Influencer aggredito a Trevi mentre documenta truffe: tre arresti

Cittadino iraniano picchiato dopo aver messo in guardia un turista. Ordinanza di custodia cautelare per tre stranieri
Roma, 12 agosto 2026 – I Carabinieri della Stazione di Roma San Lorenzo in Lucina hanno notificato un’ordinanza di custodia cautelare in carcere nei confronti di tre cittadini stranieri, gravemente indiziati di aver aggredito un noto influencer e attivista straniero presente sui social network. L’ordinanza è stata emessa dal Giudice per le Indagini Preliminari del Tribunale di Roma su richiesta della Procura della Repubblica.

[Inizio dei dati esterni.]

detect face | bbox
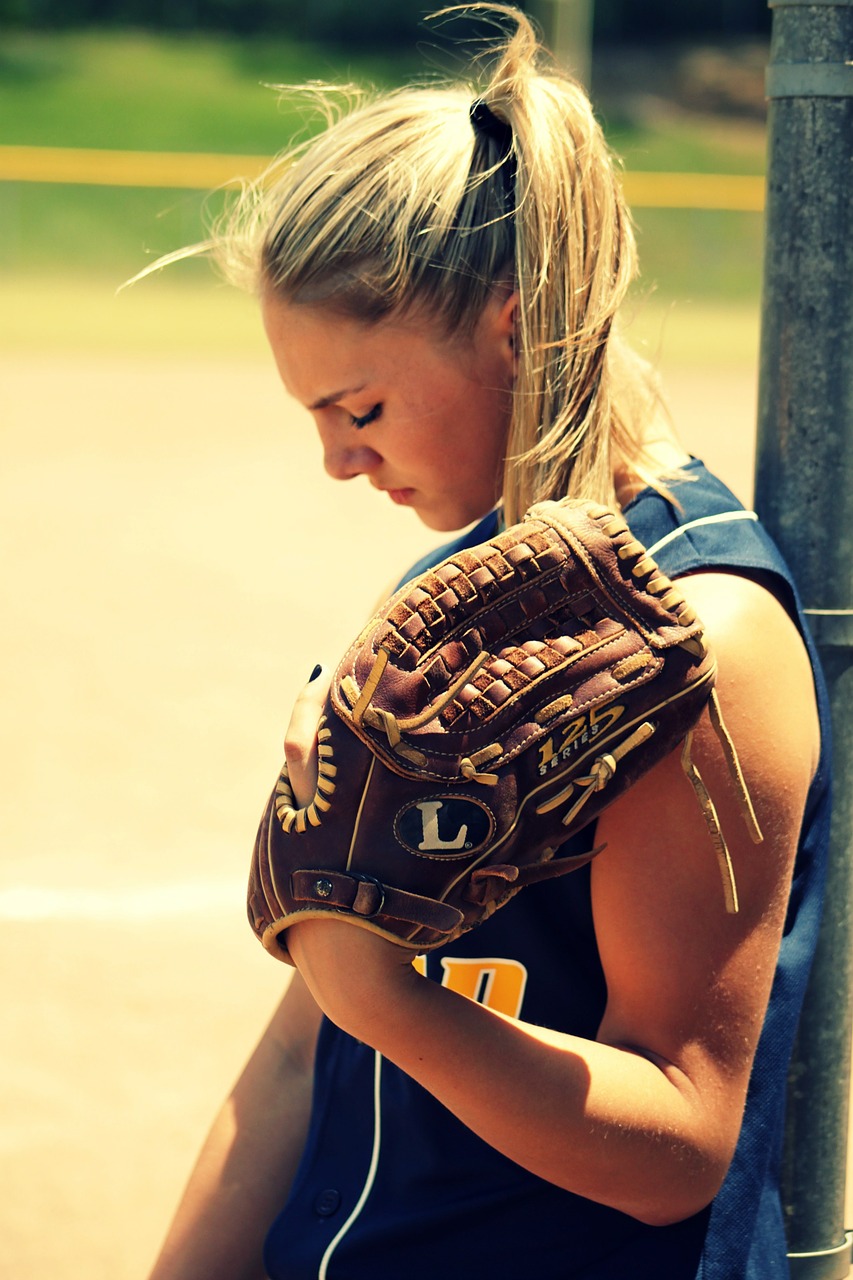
[263,297,514,530]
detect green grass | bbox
[0,31,763,312]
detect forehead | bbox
[261,296,459,407]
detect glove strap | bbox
[291,869,462,933]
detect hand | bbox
[284,668,418,1038]
[284,663,332,808]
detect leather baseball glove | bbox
[248,499,761,960]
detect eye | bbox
[350,404,382,431]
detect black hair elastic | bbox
[467,97,512,156]
[467,97,516,218]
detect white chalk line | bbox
[0,879,246,923]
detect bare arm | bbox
[288,575,817,1224]
[150,974,321,1280]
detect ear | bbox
[492,289,519,378]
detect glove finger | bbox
[284,666,333,808]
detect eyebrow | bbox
[309,383,364,410]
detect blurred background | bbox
[0,0,770,1280]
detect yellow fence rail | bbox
[0,146,765,212]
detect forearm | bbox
[150,972,319,1280]
[361,979,725,1222]
[293,925,738,1224]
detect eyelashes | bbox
[350,404,382,431]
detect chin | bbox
[415,506,492,534]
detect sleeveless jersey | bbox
[265,460,829,1280]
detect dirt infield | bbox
[0,343,819,1280]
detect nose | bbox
[319,426,382,480]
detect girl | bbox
[152,5,827,1280]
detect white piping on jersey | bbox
[316,1052,382,1280]
[640,511,758,556]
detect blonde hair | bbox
[213,4,657,522]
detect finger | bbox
[284,664,332,808]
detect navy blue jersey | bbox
[265,461,829,1280]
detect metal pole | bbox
[756,0,853,1280]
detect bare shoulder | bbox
[592,573,820,1121]
[679,573,820,803]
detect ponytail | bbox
[214,4,656,522]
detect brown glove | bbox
[248,500,753,960]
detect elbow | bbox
[616,1161,729,1226]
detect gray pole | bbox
[756,0,853,1280]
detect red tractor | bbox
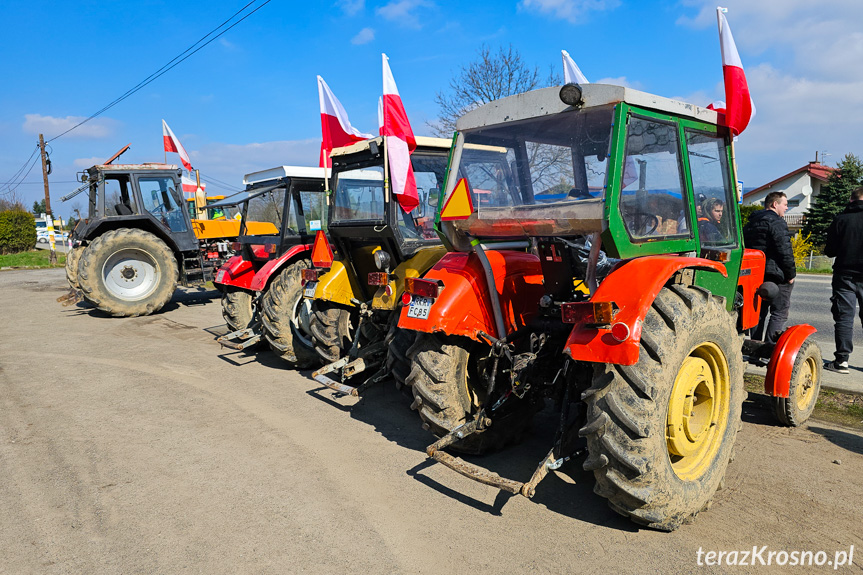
[213,166,327,367]
[399,84,821,530]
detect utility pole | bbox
[39,134,57,265]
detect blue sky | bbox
[0,0,863,216]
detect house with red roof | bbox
[742,160,836,229]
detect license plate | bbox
[303,282,318,299]
[408,295,432,319]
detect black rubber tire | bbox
[66,246,85,289]
[222,286,255,331]
[261,259,320,368]
[579,285,746,531]
[406,333,541,454]
[78,228,179,317]
[386,324,417,391]
[311,300,354,364]
[774,339,824,427]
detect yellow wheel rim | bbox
[665,342,731,481]
[794,357,818,411]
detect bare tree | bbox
[428,44,555,138]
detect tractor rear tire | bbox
[311,300,353,364]
[222,286,255,331]
[774,339,824,427]
[78,228,178,317]
[66,246,85,289]
[261,259,320,369]
[386,324,417,390]
[406,333,541,455]
[579,285,746,531]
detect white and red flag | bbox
[708,7,755,136]
[381,54,419,212]
[162,120,194,172]
[560,50,590,84]
[318,76,374,168]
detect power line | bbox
[44,0,272,144]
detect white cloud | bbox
[518,0,620,24]
[351,28,375,46]
[21,114,117,139]
[375,0,434,28]
[336,0,366,16]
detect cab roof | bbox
[456,84,718,130]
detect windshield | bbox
[444,107,613,237]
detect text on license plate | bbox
[408,295,432,319]
[303,282,318,298]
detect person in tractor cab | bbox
[743,192,797,343]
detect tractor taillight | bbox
[560,301,614,325]
[369,272,390,285]
[405,278,443,299]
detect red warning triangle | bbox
[440,178,473,221]
[312,230,334,268]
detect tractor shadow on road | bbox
[809,425,863,455]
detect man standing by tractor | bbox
[743,192,797,343]
[824,186,863,373]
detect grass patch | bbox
[0,250,66,269]
[743,373,863,430]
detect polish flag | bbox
[560,50,590,84]
[712,7,755,136]
[381,54,419,212]
[162,120,194,172]
[318,76,374,168]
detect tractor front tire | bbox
[66,246,85,289]
[261,259,320,369]
[406,333,538,455]
[311,300,359,364]
[579,285,745,531]
[78,228,178,317]
[222,286,255,331]
[774,339,824,427]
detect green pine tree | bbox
[803,154,863,246]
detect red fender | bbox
[213,255,257,289]
[399,250,545,341]
[249,244,312,291]
[764,323,817,397]
[563,256,728,365]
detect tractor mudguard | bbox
[213,255,255,289]
[250,244,312,291]
[399,249,545,342]
[737,249,767,329]
[372,246,446,310]
[563,256,728,365]
[764,323,817,397]
[315,261,363,307]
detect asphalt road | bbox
[0,269,863,575]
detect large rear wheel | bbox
[78,228,178,317]
[261,259,320,368]
[579,285,744,531]
[406,333,539,454]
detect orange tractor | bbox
[399,84,821,530]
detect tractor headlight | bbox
[375,250,390,271]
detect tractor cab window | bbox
[246,188,288,230]
[620,116,691,240]
[444,107,613,238]
[138,177,186,232]
[685,130,737,247]
[104,174,137,216]
[333,166,384,222]
[394,152,447,241]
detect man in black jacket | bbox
[743,192,797,343]
[824,187,863,373]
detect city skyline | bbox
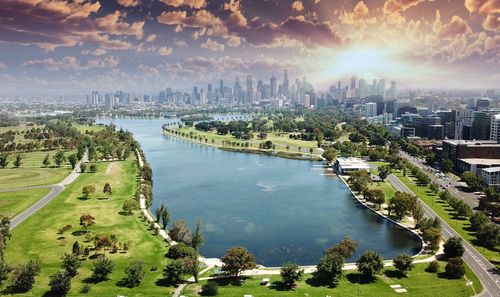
[0,0,500,96]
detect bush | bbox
[444,257,465,279]
[425,260,439,273]
[201,281,219,296]
[167,243,196,260]
[80,284,90,294]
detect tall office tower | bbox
[270,75,278,98]
[92,91,99,106]
[358,78,368,98]
[377,78,385,96]
[490,113,500,142]
[207,84,214,104]
[283,69,290,97]
[247,75,253,92]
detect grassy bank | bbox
[0,188,50,218]
[2,159,173,296]
[183,262,481,297]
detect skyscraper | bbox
[283,69,290,97]
[270,75,278,98]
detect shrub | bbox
[201,281,219,296]
[425,260,439,273]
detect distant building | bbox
[334,157,370,175]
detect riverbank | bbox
[162,129,324,161]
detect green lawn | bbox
[183,263,481,297]
[6,159,173,297]
[0,150,74,189]
[0,189,50,218]
[393,171,500,265]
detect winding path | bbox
[9,151,88,230]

I fatti risalgono alla tarda serata del 26 giugno 2026 in via delle Muratte, a pochi passi da Fontana di Trevi. La vittima, cittadino iraniano di 34 anni, stava documentando con videocamere le condotte illecite legate al «gioco delle tre campanelle», la truffa storicamente perpetrata ai danni di turisti e passanti. Dopo aver tentato di mettere in guardia un passante dalla truffa in corso, la reazione del gruppo è stata fulminea e sproporzionata.
Un violentissimo pugno al volto ha neutralizzato l’influencer, causando la caduta e il danneggiamento delle attrezzature. Nonostante il tentativo di allontanamento e autodifesa, la superiorità numerica degli aggressori ha consentito loro di accerchiarlo e sopraffarlo completamente. Una volta a terra e in stato di semicoscienza, è stato colpito ripetutamente con calci e pugni diretti al volto e al capo. Solo l’intervento coraggioso di un terzo cittadino ha interrotto l’aggressione, scongiurando conseguenze ancora più gravi.

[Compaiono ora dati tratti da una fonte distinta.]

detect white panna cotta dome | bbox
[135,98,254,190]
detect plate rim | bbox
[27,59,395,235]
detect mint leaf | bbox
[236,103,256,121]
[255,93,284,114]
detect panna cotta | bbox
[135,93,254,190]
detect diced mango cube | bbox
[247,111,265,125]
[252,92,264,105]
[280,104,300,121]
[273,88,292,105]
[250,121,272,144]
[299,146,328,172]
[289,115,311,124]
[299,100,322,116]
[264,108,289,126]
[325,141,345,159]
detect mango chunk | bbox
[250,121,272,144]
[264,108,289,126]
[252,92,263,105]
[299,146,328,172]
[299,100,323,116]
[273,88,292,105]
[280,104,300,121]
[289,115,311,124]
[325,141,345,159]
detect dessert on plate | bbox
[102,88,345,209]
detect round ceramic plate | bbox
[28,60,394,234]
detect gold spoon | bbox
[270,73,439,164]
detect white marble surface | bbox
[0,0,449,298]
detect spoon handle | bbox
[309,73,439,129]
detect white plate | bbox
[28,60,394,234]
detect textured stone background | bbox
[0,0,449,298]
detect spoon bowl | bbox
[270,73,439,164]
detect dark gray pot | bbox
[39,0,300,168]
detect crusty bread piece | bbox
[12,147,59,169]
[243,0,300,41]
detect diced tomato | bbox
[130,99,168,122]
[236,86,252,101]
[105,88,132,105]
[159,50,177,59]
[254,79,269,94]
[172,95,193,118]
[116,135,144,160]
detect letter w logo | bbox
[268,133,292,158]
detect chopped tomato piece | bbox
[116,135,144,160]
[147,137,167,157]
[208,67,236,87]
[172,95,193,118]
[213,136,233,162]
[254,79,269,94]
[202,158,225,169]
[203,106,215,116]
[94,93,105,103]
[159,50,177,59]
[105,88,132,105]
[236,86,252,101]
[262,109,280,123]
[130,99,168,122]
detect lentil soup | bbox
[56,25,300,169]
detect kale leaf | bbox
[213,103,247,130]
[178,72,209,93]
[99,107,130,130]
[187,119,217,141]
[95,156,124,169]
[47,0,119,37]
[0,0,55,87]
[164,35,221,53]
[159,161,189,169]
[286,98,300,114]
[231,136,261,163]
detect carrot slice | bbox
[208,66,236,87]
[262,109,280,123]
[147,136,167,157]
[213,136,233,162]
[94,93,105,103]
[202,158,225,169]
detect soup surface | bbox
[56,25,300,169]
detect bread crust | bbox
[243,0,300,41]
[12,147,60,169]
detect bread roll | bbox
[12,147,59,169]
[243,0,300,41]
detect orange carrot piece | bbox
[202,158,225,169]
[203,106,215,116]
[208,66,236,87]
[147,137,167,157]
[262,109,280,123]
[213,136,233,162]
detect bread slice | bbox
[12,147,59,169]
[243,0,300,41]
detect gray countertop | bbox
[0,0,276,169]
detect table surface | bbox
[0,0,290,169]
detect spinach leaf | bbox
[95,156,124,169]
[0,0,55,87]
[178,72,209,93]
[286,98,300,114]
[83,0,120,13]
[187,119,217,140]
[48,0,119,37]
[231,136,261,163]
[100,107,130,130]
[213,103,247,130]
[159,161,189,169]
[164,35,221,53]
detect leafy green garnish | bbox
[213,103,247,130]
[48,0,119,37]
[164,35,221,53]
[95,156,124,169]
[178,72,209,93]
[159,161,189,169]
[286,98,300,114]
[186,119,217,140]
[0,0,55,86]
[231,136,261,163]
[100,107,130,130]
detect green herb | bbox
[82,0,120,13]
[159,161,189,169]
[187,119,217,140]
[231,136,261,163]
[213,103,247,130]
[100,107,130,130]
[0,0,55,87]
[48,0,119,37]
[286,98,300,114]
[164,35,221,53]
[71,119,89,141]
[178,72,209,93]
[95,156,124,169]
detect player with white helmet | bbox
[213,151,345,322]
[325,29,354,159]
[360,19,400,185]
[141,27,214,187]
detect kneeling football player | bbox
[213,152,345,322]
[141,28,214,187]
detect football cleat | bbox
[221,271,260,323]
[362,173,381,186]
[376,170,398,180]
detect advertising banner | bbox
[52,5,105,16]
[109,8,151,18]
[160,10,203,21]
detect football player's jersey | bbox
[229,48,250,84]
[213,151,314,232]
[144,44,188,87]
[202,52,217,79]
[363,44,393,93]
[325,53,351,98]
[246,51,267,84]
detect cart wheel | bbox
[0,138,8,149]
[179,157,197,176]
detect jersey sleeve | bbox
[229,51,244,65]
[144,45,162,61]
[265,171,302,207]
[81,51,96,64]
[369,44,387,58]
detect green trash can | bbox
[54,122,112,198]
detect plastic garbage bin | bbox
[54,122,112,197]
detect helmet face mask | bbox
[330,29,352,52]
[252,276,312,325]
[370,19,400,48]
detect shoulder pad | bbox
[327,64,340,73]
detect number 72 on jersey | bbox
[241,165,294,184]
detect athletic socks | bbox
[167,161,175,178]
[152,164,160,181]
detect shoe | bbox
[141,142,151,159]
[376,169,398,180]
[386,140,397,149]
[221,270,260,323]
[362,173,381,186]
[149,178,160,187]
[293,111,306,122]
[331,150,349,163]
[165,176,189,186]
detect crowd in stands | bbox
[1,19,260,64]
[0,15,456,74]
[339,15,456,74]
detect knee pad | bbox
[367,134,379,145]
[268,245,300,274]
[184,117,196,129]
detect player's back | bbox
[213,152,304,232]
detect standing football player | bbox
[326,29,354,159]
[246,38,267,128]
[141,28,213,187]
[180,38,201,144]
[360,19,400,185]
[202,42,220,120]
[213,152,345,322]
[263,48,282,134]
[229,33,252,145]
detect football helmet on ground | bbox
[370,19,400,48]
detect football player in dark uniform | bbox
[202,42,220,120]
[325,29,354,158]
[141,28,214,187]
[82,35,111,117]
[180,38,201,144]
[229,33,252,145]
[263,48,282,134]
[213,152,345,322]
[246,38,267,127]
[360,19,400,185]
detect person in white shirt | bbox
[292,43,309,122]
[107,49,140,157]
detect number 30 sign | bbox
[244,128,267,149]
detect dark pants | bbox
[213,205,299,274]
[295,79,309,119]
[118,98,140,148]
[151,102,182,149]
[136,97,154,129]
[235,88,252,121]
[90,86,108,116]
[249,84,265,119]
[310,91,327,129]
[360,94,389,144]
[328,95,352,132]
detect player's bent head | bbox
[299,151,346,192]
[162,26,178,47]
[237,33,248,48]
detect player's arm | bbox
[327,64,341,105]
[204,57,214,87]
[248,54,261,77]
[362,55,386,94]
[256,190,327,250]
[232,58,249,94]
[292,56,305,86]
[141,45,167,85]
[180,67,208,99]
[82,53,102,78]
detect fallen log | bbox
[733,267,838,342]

I soccorsi al Policlinico Umberto I hanno riscontrato un quadro traumatologico di estrema gravità: molteplici fratture scomposte a carico di mandibola, seno mascellare, arco zigomatico e ossa nasali, oltre a estesi enfisemi dei tessuti molli. La Procura ha ipotizzato il delitto di deformazione dell’aspetto della persona mediante lesioni personali permanenti.

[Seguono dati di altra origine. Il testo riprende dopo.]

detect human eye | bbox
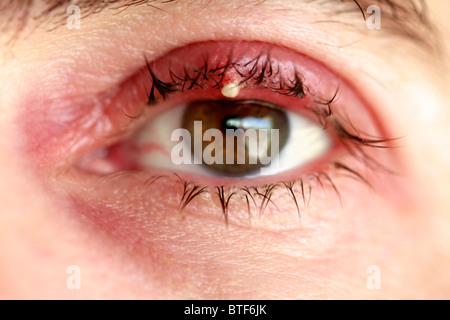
[9,1,440,297]
[66,41,389,224]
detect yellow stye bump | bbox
[221,82,241,98]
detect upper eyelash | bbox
[145,52,312,105]
[110,48,396,225]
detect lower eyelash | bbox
[101,47,396,225]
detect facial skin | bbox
[0,0,450,299]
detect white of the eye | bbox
[130,106,331,177]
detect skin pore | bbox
[0,0,450,299]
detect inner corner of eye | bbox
[93,96,330,178]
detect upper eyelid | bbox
[0,0,441,52]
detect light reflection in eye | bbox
[116,101,331,178]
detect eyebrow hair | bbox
[0,0,439,50]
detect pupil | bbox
[182,100,290,176]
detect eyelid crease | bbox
[0,0,441,51]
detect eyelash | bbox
[101,49,396,225]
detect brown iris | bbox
[182,100,289,176]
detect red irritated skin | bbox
[0,0,450,299]
[17,41,404,298]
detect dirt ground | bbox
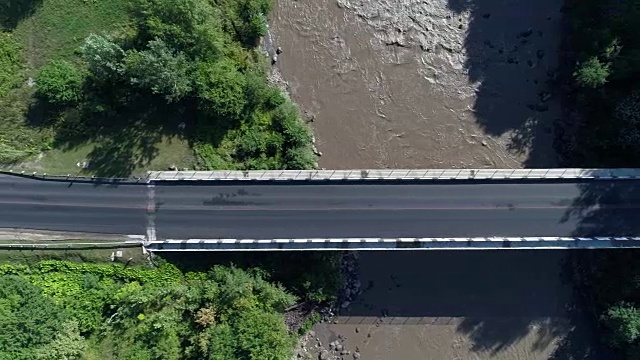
[296,251,607,360]
[270,0,562,169]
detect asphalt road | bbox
[0,175,640,239]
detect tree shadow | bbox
[448,0,562,167]
[27,87,195,178]
[0,0,42,30]
[560,180,640,237]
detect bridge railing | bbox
[145,237,640,251]
[147,168,640,181]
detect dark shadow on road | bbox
[448,0,563,167]
[560,181,640,237]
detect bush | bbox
[124,39,191,102]
[196,60,246,118]
[82,34,125,82]
[0,275,65,360]
[603,302,640,347]
[573,56,609,89]
[36,60,84,105]
[0,31,24,97]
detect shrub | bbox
[196,60,246,118]
[612,90,640,154]
[603,302,640,347]
[0,31,24,97]
[82,34,125,82]
[0,275,65,360]
[124,39,191,102]
[36,60,84,105]
[573,56,609,89]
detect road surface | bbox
[0,175,640,239]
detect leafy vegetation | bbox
[558,0,640,359]
[0,260,296,360]
[0,0,315,176]
[36,60,84,105]
[561,0,640,167]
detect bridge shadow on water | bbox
[447,0,563,167]
[341,250,607,359]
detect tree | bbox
[133,0,227,59]
[603,302,640,347]
[196,59,246,118]
[573,56,609,89]
[124,39,191,102]
[0,32,24,96]
[0,275,65,360]
[36,321,87,360]
[36,60,84,105]
[82,34,125,82]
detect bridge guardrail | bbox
[6,168,640,183]
[147,168,640,181]
[145,237,640,251]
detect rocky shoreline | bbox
[285,251,362,360]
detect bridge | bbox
[0,169,640,251]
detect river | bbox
[270,0,601,360]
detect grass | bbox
[0,245,147,265]
[0,0,193,177]
[13,0,129,70]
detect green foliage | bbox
[0,261,296,360]
[574,56,609,89]
[36,60,84,105]
[82,34,125,82]
[133,0,228,60]
[613,90,640,155]
[35,321,87,360]
[0,275,66,360]
[0,31,24,97]
[218,0,271,47]
[233,309,293,360]
[196,60,246,118]
[124,39,191,102]
[298,311,322,335]
[603,302,640,348]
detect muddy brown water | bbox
[270,0,605,360]
[270,0,561,169]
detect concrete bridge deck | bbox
[0,169,640,251]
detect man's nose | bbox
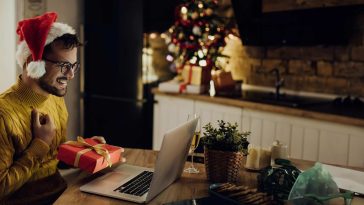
[66,68,75,80]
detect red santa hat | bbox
[16,12,76,78]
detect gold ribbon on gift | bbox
[65,136,112,167]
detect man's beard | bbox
[39,77,67,97]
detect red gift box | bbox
[57,137,123,173]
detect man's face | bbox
[38,42,77,97]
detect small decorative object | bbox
[245,144,271,170]
[201,120,250,183]
[57,136,124,173]
[258,159,301,204]
[271,140,288,166]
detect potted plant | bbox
[201,120,250,182]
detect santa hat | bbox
[16,12,76,78]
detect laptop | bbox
[80,118,198,203]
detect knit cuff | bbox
[28,138,49,159]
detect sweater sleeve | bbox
[0,115,49,200]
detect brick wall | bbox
[151,0,364,97]
[224,16,364,97]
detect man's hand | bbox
[32,109,56,145]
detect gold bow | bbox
[65,136,112,167]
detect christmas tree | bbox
[166,0,229,78]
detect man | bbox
[0,13,81,204]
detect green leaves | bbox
[201,120,250,155]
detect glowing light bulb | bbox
[198,60,207,67]
[181,6,188,14]
[197,50,205,58]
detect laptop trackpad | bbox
[81,171,131,190]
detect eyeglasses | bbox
[43,58,80,75]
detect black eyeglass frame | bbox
[43,58,80,75]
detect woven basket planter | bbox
[204,147,244,183]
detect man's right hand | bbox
[32,109,56,145]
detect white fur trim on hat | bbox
[46,22,76,45]
[27,61,46,79]
[16,22,76,78]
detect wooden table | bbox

A uno degli indagati è stata inoltre contestata la calunnia: nei giorni successivi all’aggressione aveva presentato una falsa denuncia alle autorità, dipingendosi come presunta vittima. L’analisi incrociata delle registrazioni dei sistemi di videosorveglianza pubblica e privata ha consentito ai Carabinieri di smascherare la manovra elusiva e raccogliere gravi indizi di responsabilità. Il GIP ha disposto l’applicazione della misura cautelare, ipotizzando anche le circostanze aggravanti dei futili motivi e della minorata difesa della vittima.